Example inputs and outputs

Example

$$ \text{Grid (0 = open, 1 = wall), } S = (0,0), T = (2,3) $$

$$ \begin{bmatrix} S & 0 & 1 & 0 \\ 0 & 0 & 0 & 0 \\ 1 & 1 & 0 & T \end{bmatrix} \quad\Rightarrow\quad \text{Output: distance } = 5 $$

How it works

Push S to a queue, expand in 4-dir layers, track distance/visited; stop when T is dequeued.

Time: $O(R\cdot C)$; Space: $O(R\cdot C)$.

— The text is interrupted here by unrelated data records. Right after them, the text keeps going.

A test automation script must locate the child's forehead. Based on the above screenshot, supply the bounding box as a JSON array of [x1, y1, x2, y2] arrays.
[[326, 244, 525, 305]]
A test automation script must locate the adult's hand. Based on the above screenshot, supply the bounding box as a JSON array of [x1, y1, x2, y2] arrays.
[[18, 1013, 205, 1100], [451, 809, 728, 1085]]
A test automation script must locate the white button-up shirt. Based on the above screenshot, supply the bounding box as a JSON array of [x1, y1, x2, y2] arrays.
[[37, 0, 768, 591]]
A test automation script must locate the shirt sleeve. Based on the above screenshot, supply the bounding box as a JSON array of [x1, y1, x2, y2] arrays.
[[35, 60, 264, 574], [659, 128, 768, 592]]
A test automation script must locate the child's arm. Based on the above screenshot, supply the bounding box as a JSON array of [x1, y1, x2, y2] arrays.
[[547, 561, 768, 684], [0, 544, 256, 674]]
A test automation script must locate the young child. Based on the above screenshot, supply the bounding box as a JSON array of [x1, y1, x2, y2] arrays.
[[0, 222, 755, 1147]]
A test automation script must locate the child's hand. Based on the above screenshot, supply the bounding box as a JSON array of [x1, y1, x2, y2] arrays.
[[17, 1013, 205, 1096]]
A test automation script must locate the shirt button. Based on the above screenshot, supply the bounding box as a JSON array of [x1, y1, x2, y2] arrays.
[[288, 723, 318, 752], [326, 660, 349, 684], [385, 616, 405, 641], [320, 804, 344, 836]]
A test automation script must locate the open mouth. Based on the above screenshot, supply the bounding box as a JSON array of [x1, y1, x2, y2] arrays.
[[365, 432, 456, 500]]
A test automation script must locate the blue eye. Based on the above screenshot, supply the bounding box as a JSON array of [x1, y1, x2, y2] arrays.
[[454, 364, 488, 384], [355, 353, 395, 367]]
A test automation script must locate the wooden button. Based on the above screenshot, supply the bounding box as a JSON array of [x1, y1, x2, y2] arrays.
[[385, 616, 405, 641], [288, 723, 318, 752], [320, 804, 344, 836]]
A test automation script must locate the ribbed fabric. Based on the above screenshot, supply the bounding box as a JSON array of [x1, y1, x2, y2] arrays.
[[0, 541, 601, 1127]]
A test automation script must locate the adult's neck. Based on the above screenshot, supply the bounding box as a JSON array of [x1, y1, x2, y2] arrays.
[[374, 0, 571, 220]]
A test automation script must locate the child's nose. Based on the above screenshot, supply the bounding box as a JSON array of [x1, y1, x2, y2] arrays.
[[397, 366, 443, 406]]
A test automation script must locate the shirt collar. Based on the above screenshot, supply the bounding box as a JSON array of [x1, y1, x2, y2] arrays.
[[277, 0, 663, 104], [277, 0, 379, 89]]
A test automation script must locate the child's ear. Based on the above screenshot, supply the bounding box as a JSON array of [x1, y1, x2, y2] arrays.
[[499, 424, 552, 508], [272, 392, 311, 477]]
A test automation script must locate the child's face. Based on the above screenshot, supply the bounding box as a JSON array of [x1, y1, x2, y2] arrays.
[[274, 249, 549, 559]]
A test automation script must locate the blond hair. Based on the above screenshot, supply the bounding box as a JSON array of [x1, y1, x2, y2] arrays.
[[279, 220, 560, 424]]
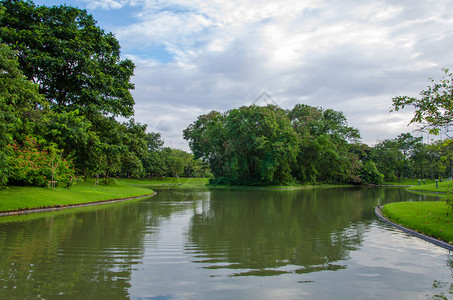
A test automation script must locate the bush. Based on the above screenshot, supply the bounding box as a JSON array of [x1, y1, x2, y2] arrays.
[[361, 160, 384, 184], [8, 136, 75, 186]]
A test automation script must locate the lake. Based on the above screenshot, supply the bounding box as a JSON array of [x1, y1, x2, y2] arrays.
[[0, 188, 453, 300]]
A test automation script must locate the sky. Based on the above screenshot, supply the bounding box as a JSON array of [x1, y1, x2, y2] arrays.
[[34, 0, 453, 151]]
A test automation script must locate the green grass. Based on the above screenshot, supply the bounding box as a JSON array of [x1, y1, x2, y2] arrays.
[[382, 201, 453, 244], [407, 181, 453, 193], [0, 181, 154, 212], [0, 178, 208, 212], [383, 179, 435, 186]]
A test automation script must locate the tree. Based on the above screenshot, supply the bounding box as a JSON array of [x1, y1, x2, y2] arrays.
[[0, 0, 134, 117], [288, 104, 361, 183], [225, 105, 298, 185], [183, 111, 226, 178], [393, 69, 453, 136], [0, 39, 45, 186]]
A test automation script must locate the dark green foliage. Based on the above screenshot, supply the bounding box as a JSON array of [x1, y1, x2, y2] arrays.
[[0, 0, 134, 117], [360, 160, 384, 184], [393, 69, 453, 136], [184, 105, 360, 185], [288, 104, 361, 183]]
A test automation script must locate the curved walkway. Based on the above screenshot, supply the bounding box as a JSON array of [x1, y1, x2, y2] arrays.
[[0, 192, 156, 217], [374, 206, 453, 251]]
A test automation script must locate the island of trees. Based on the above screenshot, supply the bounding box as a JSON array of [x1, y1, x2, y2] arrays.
[[0, 0, 453, 186]]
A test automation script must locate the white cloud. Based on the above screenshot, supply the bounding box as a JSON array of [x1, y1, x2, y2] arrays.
[[80, 0, 453, 148]]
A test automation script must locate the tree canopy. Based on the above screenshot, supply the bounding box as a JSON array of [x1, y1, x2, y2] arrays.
[[184, 105, 360, 185], [0, 0, 134, 117], [393, 69, 453, 136]]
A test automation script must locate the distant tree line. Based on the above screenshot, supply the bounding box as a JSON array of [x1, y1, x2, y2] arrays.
[[0, 0, 209, 186], [184, 104, 453, 185]]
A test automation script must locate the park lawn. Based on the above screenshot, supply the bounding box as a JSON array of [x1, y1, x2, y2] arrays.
[[382, 201, 453, 244], [0, 178, 208, 212], [0, 180, 154, 212], [407, 181, 453, 194], [383, 179, 435, 186]]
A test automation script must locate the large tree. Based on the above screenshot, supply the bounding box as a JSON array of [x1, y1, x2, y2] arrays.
[[288, 104, 361, 183], [0, 0, 134, 117]]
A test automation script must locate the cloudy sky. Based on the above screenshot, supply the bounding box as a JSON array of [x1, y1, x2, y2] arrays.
[[34, 0, 453, 150]]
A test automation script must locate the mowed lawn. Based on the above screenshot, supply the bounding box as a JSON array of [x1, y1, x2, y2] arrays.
[[382, 201, 453, 244]]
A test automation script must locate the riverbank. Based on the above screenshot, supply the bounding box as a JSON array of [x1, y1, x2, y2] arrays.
[[382, 201, 453, 244], [0, 178, 207, 213], [206, 184, 357, 190], [382, 181, 453, 244]]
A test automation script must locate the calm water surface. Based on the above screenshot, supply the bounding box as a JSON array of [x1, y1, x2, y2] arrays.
[[0, 188, 453, 300]]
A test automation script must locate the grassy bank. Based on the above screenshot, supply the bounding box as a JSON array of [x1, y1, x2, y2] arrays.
[[407, 181, 453, 194], [382, 201, 453, 244], [0, 178, 207, 212]]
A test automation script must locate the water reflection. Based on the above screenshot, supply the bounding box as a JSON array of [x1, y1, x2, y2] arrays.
[[0, 189, 453, 299], [188, 189, 386, 276]]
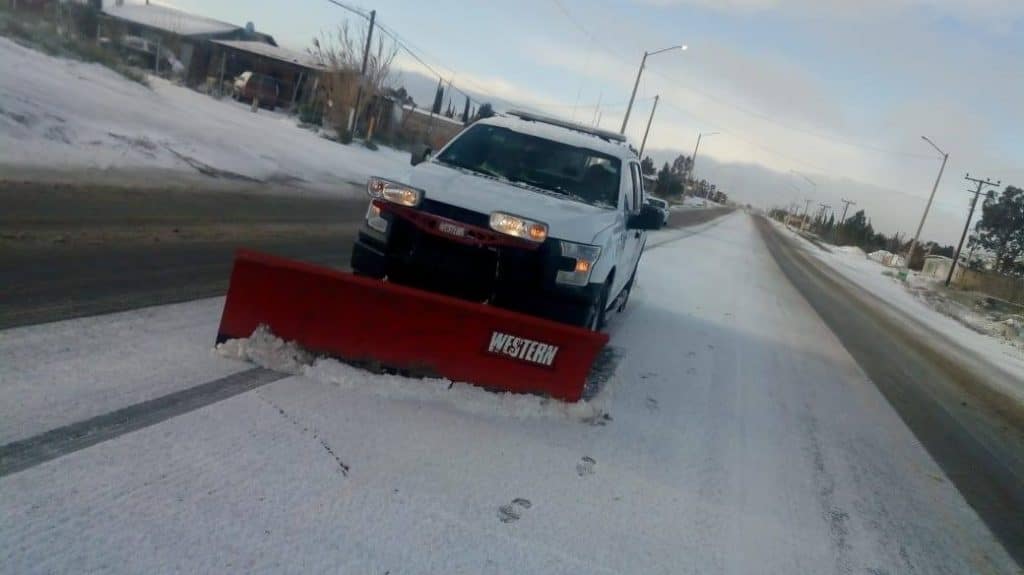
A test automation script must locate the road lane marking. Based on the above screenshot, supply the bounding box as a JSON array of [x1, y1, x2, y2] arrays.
[[0, 367, 289, 477]]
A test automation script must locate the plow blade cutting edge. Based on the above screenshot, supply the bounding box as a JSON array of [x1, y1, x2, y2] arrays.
[[217, 250, 608, 401]]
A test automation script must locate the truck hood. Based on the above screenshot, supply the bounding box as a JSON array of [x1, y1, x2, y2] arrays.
[[408, 162, 620, 244]]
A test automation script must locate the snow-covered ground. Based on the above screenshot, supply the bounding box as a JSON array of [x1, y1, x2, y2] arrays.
[[670, 195, 724, 212], [0, 213, 1017, 574], [0, 38, 409, 191], [775, 223, 1024, 403]]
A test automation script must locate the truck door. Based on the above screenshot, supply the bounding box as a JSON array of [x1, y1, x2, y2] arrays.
[[621, 162, 647, 282]]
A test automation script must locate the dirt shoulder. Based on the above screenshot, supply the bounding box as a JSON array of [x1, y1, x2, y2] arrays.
[[0, 173, 366, 250]]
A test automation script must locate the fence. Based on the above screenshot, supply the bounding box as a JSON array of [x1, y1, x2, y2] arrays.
[[953, 267, 1024, 304]]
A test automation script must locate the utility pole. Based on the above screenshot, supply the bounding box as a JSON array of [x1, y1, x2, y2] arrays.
[[833, 198, 857, 244], [946, 174, 1002, 288], [839, 200, 857, 224], [640, 96, 662, 156], [902, 136, 949, 279], [817, 204, 831, 225], [348, 10, 377, 138], [618, 44, 686, 135], [683, 132, 718, 196]]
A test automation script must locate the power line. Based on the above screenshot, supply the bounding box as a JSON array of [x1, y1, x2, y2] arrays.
[[946, 174, 1002, 288], [550, 0, 932, 160]]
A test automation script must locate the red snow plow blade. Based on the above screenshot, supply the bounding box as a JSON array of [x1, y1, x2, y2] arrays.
[[217, 250, 608, 401]]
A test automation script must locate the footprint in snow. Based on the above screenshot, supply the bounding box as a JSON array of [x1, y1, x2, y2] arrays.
[[577, 455, 597, 477], [498, 497, 534, 523]]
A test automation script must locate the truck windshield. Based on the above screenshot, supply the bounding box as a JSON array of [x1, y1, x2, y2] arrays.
[[437, 125, 622, 208]]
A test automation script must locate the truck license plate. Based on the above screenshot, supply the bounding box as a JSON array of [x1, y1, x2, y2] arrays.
[[437, 222, 466, 237]]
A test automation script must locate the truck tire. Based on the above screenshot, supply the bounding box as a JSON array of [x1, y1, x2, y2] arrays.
[[616, 268, 637, 313], [584, 277, 611, 331]]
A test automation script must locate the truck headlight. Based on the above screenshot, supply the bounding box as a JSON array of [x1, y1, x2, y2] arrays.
[[555, 240, 601, 285], [367, 202, 388, 233], [367, 177, 423, 208], [490, 212, 548, 244]]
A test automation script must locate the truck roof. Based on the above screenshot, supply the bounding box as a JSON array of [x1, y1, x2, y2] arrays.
[[479, 115, 637, 161]]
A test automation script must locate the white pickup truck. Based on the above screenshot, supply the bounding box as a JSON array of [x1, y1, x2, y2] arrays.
[[351, 113, 663, 330]]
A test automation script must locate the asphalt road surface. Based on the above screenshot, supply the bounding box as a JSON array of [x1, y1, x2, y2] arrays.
[[0, 182, 724, 328], [759, 214, 1024, 564]]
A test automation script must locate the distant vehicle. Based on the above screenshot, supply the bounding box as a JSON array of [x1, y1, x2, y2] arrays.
[[231, 72, 281, 109], [351, 113, 664, 331], [647, 195, 672, 227], [118, 36, 184, 75]]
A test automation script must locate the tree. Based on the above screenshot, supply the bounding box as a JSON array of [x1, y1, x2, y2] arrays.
[[975, 186, 1024, 273], [654, 162, 683, 197], [430, 82, 444, 114], [307, 20, 398, 133], [476, 102, 495, 120], [640, 156, 657, 176]]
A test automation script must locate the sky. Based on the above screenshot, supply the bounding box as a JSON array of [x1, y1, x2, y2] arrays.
[[155, 0, 1024, 244]]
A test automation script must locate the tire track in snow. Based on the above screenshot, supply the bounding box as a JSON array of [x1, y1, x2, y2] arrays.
[[0, 367, 289, 478]]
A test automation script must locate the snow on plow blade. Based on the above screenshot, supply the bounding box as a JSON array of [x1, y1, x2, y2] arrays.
[[217, 250, 608, 401]]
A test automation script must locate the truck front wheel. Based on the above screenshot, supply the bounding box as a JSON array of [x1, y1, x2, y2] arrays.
[[584, 277, 611, 331]]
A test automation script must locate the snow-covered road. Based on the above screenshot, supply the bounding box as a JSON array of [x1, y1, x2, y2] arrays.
[[0, 213, 1017, 574]]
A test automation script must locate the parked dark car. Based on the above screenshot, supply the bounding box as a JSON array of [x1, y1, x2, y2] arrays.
[[647, 195, 672, 227], [231, 72, 281, 109]]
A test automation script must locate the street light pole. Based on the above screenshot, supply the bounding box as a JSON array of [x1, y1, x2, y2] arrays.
[[902, 136, 949, 279], [640, 96, 660, 157], [618, 44, 686, 134], [683, 132, 719, 196]]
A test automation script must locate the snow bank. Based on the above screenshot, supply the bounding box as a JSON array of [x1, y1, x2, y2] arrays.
[[0, 38, 410, 193], [216, 325, 314, 375], [773, 221, 1024, 392], [215, 325, 613, 423]]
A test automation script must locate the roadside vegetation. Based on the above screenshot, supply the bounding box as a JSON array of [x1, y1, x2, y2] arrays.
[[0, 4, 150, 87]]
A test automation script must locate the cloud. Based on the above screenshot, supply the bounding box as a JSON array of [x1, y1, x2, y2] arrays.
[[639, 0, 1024, 32]]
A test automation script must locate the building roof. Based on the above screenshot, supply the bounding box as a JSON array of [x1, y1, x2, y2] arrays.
[[103, 4, 243, 36], [213, 40, 327, 70]]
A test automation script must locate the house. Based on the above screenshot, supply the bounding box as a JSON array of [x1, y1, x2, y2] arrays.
[[206, 40, 327, 105], [100, 0, 275, 86], [921, 256, 953, 280]]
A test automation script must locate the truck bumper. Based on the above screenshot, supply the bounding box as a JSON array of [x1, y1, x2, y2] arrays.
[[351, 203, 602, 325]]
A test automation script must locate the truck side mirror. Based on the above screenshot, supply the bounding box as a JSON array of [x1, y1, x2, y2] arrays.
[[409, 144, 430, 166], [626, 204, 665, 230]]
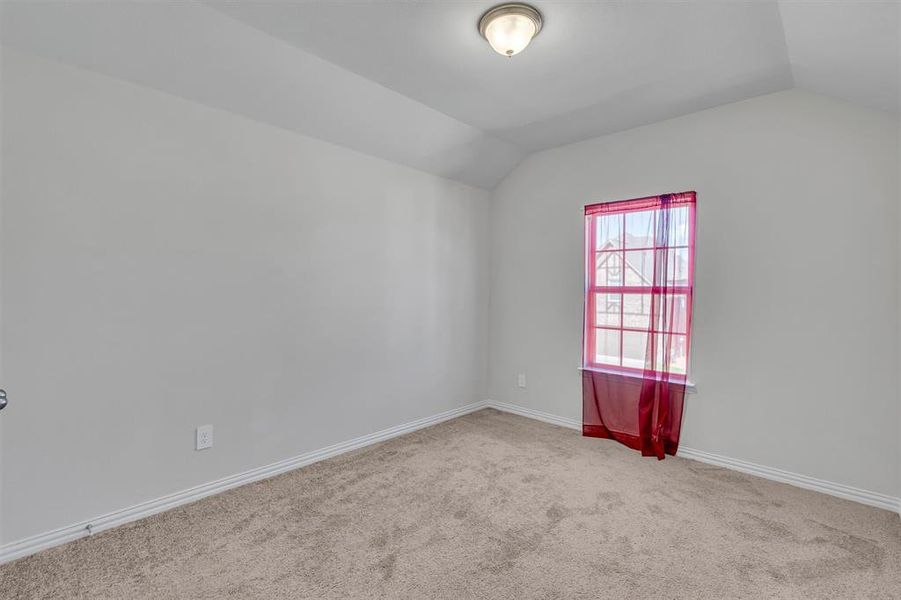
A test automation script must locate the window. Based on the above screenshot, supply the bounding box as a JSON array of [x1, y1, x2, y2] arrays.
[[583, 192, 695, 377]]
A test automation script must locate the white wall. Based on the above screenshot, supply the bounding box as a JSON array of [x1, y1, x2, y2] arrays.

Connected Components (Islands)

Count regions of ‘1’s via DFS/BFS.

Example inputs and outputs

$$ \text{Input: } \begin{bmatrix} 1 & 1 & 0 \\ 0 & 1 & 0 \\ 0 & 0 & 1 \end{bmatrix} \quad\Rightarrow\quad \text{Output: } 2 \ \text{islands} $$

How it works

Scan cells; when an unvisited ‘1’ is found, flood it (DFS/BFS) to mark the whole island.

Time: $O(R\cdot C)$
Space: $O(R\cdot C)$ worst-case

Backtracking on Grids

Word Search (Single Word)

Find a word by moving to adjacent cells (4-dir), using each cell once per path.

Example inputs and outputs

$$ \text{Board: } \begin{bmatrix} A & B & C & E \\ S & F & C & S \\ A & D & E & E \end{bmatrix}, \quad \text{Word: } "ABCCED" \quad\Rightarrow\quad \text{Output: true} $$

How it works

From each starting match, DFS to next char; mark visited (temporarily), backtrack on failure.

Time: up to $O(R\cdot C\cdot b^{L})$ (branching $b\in[3,4]$, word length $L$)
Space: $O(L)$

Pruning: early letter mismatch; frequency precheck; prefix trie when searching many words.

Crossword-style Fill (Multiple Words)

Place words to slots with crossings; verify consistency at intersections.

How it works

Backtrack over slot assignments; use a trie for prefix feasibility; order by most constrained slot first.

Time: exponential in slots; strong pruning and good heuristics are crucial.